Folhas 43-100×2-4cm, ensiformes, decumbentes, ápices agudos.
Inflorescências geralmente 3, sendo uma geralmente axilar ao pedúnculo da bráctea basal e as outras duas emergindo desta, pedunculadas, pedúnculos 1,8-10×0,2-0,4cm, retos ou ligeiramente curvos, bráctea basal 6,5-20×1-2,2cm, lanceolada, ápice ligeiramente falcado, pedunculada, pedúnculo da bráctea basal plano, 2-3×0,5-0,6cm, brácteas florais 4,5-8×0,8-1,5cm, lanceoladas; escapo 40-120×1-3cm, decumbente, bráctea tectriz 18-54×1,5-3cm, lanceolada. Flores azuis ou lilases, tépalas externas 5×3cm, elípticas, patentes ou deflexas, arabescos ferrugíneos à base, região médio-apical azul ou roxa, tépalas internas 3,5×2cm, oblongo-panduriformes, coloração médio-apical azul com faixa branca mediana; filetes 6mm, anteras 1mm compr.; hipanto 10×2-3mm, estiletes 1-2cm, trífidos, lacínios 3mm, cuneiformes, lacínio central bífido.

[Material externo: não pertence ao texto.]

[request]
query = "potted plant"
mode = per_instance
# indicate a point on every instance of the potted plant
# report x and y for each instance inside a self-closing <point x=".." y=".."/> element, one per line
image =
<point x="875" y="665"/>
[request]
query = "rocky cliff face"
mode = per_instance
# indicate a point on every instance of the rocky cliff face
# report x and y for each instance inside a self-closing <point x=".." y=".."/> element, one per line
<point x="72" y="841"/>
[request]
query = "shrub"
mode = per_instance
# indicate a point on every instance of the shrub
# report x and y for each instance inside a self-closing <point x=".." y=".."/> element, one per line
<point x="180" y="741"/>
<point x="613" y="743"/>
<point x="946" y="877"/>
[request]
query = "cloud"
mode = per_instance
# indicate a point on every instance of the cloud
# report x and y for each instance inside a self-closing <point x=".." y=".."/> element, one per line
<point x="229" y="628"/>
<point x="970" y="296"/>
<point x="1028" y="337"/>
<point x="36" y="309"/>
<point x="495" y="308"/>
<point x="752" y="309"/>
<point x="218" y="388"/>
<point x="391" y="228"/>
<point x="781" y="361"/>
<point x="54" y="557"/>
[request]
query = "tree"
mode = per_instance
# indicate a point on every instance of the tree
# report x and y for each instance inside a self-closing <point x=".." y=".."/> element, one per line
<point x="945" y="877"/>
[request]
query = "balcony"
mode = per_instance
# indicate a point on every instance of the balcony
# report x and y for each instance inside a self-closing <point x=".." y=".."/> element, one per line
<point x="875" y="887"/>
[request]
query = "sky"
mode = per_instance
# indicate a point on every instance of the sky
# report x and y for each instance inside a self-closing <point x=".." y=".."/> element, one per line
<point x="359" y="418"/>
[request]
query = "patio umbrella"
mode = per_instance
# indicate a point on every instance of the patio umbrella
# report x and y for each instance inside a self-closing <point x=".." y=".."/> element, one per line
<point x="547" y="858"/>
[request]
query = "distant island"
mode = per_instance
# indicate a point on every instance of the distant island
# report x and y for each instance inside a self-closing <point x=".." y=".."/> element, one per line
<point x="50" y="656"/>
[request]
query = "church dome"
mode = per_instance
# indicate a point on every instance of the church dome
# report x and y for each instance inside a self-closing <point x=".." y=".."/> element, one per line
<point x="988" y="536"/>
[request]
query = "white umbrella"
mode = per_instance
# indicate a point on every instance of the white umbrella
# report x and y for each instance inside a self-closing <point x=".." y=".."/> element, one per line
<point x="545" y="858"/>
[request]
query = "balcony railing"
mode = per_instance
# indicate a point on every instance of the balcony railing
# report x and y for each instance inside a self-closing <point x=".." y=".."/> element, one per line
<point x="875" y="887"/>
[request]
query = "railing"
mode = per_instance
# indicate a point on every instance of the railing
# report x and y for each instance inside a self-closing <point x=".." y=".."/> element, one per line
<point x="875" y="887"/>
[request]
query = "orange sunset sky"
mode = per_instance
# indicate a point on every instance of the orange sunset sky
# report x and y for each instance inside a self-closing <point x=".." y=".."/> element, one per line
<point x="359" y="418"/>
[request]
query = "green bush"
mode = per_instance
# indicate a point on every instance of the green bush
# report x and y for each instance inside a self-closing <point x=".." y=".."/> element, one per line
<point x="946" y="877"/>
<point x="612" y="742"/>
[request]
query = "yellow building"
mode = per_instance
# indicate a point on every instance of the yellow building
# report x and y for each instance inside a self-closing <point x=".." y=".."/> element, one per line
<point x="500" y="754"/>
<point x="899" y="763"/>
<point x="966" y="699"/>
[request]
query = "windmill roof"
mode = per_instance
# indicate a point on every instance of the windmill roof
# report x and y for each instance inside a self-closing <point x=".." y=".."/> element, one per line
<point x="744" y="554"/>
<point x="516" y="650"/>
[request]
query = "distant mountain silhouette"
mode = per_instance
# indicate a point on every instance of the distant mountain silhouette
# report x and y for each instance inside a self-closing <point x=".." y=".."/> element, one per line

Cápsula 3,5-6×1,2-2cm, oblonga, verrucosa; sementes 4-5×2mm, oblongo-arredondadas.
Espécie típica da costa nordestina brasileira, ocorre especialmente na Bahia, alcançando os Estados do Rio de Janeiro e São Paulo. Bastante cultivada, foi levada a outros continentes (África, Europa e Ásia) e ao norte do continente americano. F6: em matas de encosta e restingas. Floresce de setembro a abril e frutifica de fevereiro a março.
N. sabini caracteriza-se especialmente por suas flores azuis ou roxas e pelo arranjo de sua inflorescência, na forma de um ripídio axilar à bráctea basal e dois emergindo desta a partir de curtos pedúnculos.
Fonte: CHUKR, N. S. Iridaceae. Parte integrante da Flora Fanerogâmica do Estado de São Paulo, Instituto de Botânica, São Paulo, v. 3, p. 127-148, 2003.